We speak of how people are “wired,” and of what “makes us tick.” Berry does not entirely dismiss the usefulness of any use of the metaphor of machine, but asserts that “the legitimacy of a metaphor depends upon our understanding of its limits.” 

“When a metaphor is construed as an equation, it is out of control; when it is construed as an identity, it is preposterous,” he writes. “If we are to assume that our language means anything at all, then the world is not a machine, and neither is an organism. A machine, to state only the greatest and mot obvious difference, is a human artifact, and a world or an organism is not.” Thus, he concludes, “We should banish from our speech and writing any use of the word ‘machine’ as an explanation or definition of anything that is not a machine.” 

For Berry, the question of the age is whether we will see people as creatures or as machines. If creatures, then we embrace the goodness of limits and the mystery of reality that can’t be reduced to biology or physics. I think he is right. This understanding of the world and of persons helps us to maintain both the dignity and the limits of humanity.
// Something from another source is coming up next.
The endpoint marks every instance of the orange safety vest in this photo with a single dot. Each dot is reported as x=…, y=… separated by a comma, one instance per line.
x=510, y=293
If we see life as a miracle, not a machine, we understand that human beings are not reduced to their “usefulness” to others. And if see the world as a mystery—and not just another human artifact to be manipulated—we can see that just because we can do something is no necessary sign that we should. That has implications for the way that we see questions ranging from sexuality to family to abortion to cloning to environmental protection to artificial intelligence. 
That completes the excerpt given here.